Testing Everything

In his novel “Pattern Recognition,” William Gibson creates protagonist Cayce Pollard, a professional “coolhunter” who suffers extreme psychological allergic reactions to well-known brands and logos. In essence, Cayce is capable of seeing the latest trends before they happen but has become so sensitized to the art and science of advertising and branding that she can’t stomach the proliferation of logos (her strongest reaction is to Bibendum, the Michelin Man). In the modern world she has to go out of her way to avoid the marketing we work to place everywhere.

Shepard Fairey, creator of Obey Giant, describes his campaign as an “experiment in phenomenology.” Although you may not be familiar with the campaign, you’ve most likely seen the sticker with the picture of Andre the Giant and the word “obey” somewhere in your travels. Fairey has subverted the ubiquity of advertising and branding, creating a campaign with no product to sell and no cause to promote. Instead, it simply exists to call attention to the act of recognizing the world around us and the messages delivered.

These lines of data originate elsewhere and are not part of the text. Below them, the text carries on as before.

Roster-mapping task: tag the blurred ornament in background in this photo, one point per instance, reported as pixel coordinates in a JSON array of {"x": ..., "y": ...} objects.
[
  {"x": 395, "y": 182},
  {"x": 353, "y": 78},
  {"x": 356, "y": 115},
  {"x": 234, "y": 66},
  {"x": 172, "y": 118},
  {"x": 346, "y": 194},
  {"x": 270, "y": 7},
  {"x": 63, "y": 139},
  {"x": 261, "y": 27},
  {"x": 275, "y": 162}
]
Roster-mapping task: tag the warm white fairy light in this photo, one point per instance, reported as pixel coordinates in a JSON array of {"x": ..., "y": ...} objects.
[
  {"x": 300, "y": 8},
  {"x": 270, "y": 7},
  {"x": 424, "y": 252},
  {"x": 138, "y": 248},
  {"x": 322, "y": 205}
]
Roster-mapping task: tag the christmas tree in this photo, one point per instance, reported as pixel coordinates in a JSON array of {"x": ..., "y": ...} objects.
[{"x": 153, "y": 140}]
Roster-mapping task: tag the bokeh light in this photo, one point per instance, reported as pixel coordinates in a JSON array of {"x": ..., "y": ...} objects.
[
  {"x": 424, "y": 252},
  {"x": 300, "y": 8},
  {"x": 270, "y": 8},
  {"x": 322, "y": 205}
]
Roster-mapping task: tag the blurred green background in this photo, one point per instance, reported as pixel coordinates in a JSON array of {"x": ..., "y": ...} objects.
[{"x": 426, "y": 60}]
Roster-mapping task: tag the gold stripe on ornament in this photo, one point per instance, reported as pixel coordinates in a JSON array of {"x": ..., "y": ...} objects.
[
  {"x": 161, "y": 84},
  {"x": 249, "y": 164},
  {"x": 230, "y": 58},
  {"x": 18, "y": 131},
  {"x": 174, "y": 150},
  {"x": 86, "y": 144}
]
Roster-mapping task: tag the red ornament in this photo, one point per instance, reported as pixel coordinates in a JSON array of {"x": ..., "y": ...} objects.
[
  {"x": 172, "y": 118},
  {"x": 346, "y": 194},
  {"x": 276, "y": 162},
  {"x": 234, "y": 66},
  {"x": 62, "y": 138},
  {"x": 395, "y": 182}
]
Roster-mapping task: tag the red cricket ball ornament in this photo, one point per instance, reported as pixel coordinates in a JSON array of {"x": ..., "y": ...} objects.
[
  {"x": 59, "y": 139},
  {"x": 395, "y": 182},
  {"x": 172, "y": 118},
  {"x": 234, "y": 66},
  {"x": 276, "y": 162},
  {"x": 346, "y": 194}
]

Gibson and Fairey tap into the dark side of our marketing-driven culture and call our attention to the dangers that lurk within. As marketers, we often fall into the trap of “more is better.” If we can show the logo 20 times, why not 100 times? If we can get customers to add our banner to their blogs, why not make the logo on the banner just a bit bigger?

Marketers are trained to believe in the power of repetition, exposure, and constant brand reinforcement. The Web allows us to replicate our message infinitely and to ensure we lead customers through a highly planned and tested brand experience. If on- and offline brands are out of alignment, we see immediate impact on customer behavior. Consider Apple’s on- and offline stores. Why is the physical store so much better at portraying the brand than the online version? Could Apple do a better job, or is this a weakness for one of its competitors to exploit?

Modern online marketing allows us to plan, measure, adjust, and optimize in near real time, 24-7. We can make our own brand nearly ubiquitous if we invest enough time and effort. But do any of the data tell us when we’ve gone too far? Do we know at which point we might be causing an “allergic” reaction to our messages in our target customers?

Here are a few things to consider when thinking about this problem:

  • Has your Web site become a giant logo farm? How many times must your corporate or product logo appear on a page? Should it appear on every page? If you have a globally recognized brand, you likely only need it to appear once. If you have a lesser-known brand, you should focus on creating value behind the brand, not pasting the logo everywhere.
  • Do you run viral and community campaigns that have become brand parade floats? Do you focus on the real content and value of what you deliver when you enter the online community, or are you trying to get your logo to appear on some kid’s MySpace page? Does having it appear on that MySpace page really sell your stuff and drive ROI?
  • Are your off- and online marketing activities aligned sufficiently so the brand experience is consistent from one to the other? Are you in danger of creating brand allergies in potential customers through your overexposure or poor execution? There’s nothing worse than seeing a picture of a hotel room online, then walking into the real room and feeling duped. Ensure every brand touch delivers both value and truth.
  • Have you been testing and optimizing brand messages and visual treatments as well as product content and offers? It’s pretty easy to run a massive multivariate optimization test of discount offers, but what if you simply test the presence or absence (or even size) of your logo when placed next to the offer? Consider the impact you might be having on your customers when you put the big “LOGO” sign in front of them.
  • Online marketing has given us an amazing set of tools and the ability to test everything. The trick for the good marketer is being sure to define “everything” as everything.